Dans un marché immobilier très dynamique, la bonne tenue des prix des logements est rassurante pour une banque qui octroie un crédit immobilier, mais aussi un sujet de doute quant à la persistance de la valeur dans le temps. Le risque serait que l’emprunteur, en cas de difficultés de remboursement, ne couvre pas par la revente du bien le montant du capital dû. Cette inconnue est d’autant plus préoccupante si l’emprunteur devait être totalement défaillant et que le bien doive faire l’objet d’une remise sur le marché par voie judiciaire.
La question pourrait être résolue par des garanties complémentaires données à l’origine, mais encore faut-il en disposer quand on est accédant, sans oublier que la protection du consommateur en France privilégie la capacité de remboursement individuelle au détriment de la valeur des garanties. De fait, l’apport personnel permet de sécuriser les dossiers de crédit. Mais comment le définir ? Quelle proportion doit-il avoir ? Comment le constituer et l’optimiser ?
Qu’est ce que l’apport personnel ?
Expliqué simplement, un apport est la quantité d’argent que le candidat à l’achat peut verser en dehors des sommes fournies par le crédit qu’il va contracter. Mais le diable se cache dans les détails et la situation n’est pas toujours aussi simple dans le montage d’un prêt immobilier. Voyons ce que représente le montant de l’achat. Si un bien est affiché à une certaine somme, le total à débourser va bien au-delà. Il faut prévoir des frais inhérents à la transaction : droits de mutation et autres « frais de notaire », frais éventuels d’intermédiaires, travaux possibles, frais de déménagement et frais multiples inhérents au crédit.
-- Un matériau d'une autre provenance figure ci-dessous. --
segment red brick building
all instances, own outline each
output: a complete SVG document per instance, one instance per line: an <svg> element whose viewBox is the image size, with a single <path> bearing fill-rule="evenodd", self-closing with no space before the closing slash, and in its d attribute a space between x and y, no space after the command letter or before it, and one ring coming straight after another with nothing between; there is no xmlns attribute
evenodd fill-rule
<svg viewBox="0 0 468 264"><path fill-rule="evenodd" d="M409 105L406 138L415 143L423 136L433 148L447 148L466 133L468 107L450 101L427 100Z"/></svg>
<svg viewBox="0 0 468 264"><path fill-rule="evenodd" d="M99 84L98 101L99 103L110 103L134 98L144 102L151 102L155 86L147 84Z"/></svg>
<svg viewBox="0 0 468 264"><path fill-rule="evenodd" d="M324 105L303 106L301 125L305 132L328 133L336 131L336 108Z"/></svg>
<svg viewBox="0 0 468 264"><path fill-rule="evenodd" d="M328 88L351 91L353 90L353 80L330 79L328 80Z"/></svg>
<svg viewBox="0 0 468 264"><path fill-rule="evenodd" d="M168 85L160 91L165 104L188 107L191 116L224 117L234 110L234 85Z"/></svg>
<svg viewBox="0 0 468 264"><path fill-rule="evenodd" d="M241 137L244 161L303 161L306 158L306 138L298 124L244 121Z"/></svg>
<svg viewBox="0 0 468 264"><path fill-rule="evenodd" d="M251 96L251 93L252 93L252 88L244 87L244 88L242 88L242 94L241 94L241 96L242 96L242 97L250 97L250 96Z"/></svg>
Les « faux frais », qui en sont des véritables, peuvent représenter 10 à 15 % du prix affiché. Du coup, l’opération porte-elle sur le montant nominal ou sur le montant total, grevé des frais supplémentaires ? Les modalités du paiement de l’achat sont également importantes. Le paiement fractionné du bien est une situation rare, mais elle existe. Dans un bien ancien, on règle d’ordinaire le prix en une seule fois à la signature de l’acte. Dans l’achat du neuf, le paiement peut s’effectuer en fonction de l’avancement de la construction ou de l’appel de fonds du promoteur.
Les dispositifs d’aides à l’accession à la propriété sont aussi assimilables à de l’apport personnel. Il s’agit de sommes versées, remboursables ou non, sans prise de garantie pouvant contrarier la valeur de la garantie prise ou à prendre par l’établissement prêteur. C’est le cas des prêts Épargne Logement, des prêts Action Logement, des prêts des collectivités territoriales, des prêts des mutuelles d’assurance, des subventions ANAH, etc. Si ces aides sont remboursables, le banquier en tient compte dans le calcul de l’endettement et donc de la capacité de remboursement de l’emprunteur. Il devra les comptabiliser dans l’apport personnel.
Pourquoi est-il si important ?
Un apport personnel a plusieurs vertus, pas seulement pour négocier son dossier de crédit. La première réside dans la confiance qu’il confère aux parties de la transaction. D’abord, à l’égard du banquier qui prête. Puis, pour le professionnel que vous êtes, qui possède un mandat signé par quelqu’un capable de porter son projet à terme. Pour le vendeur aussi, qui juge le sérieux de la proposition. Pour
l’acquéreur enfin, qui peut négocier si l’apport est important et est rassuré pour engager d’autres frais, dans des travaux par exemple. S’agissant du banquier prêteur, l’apport diminue proportionnellement le montant du crédit consenti à l’emprunteur. Quand le profil, en termes d’intérêt commercial, est fort, les banquiers sont plus enclins à accepter de réduire la part d’apport. Avec les critères actuels du Haut Conseil de stabilité financière, l’apport permet de mieux gérer l’optimisation du rapport montant/durée de remboursement afin de respecter les normes d’endettement tolérées, voire de bénéficier de conditions de taux plus avantageuses.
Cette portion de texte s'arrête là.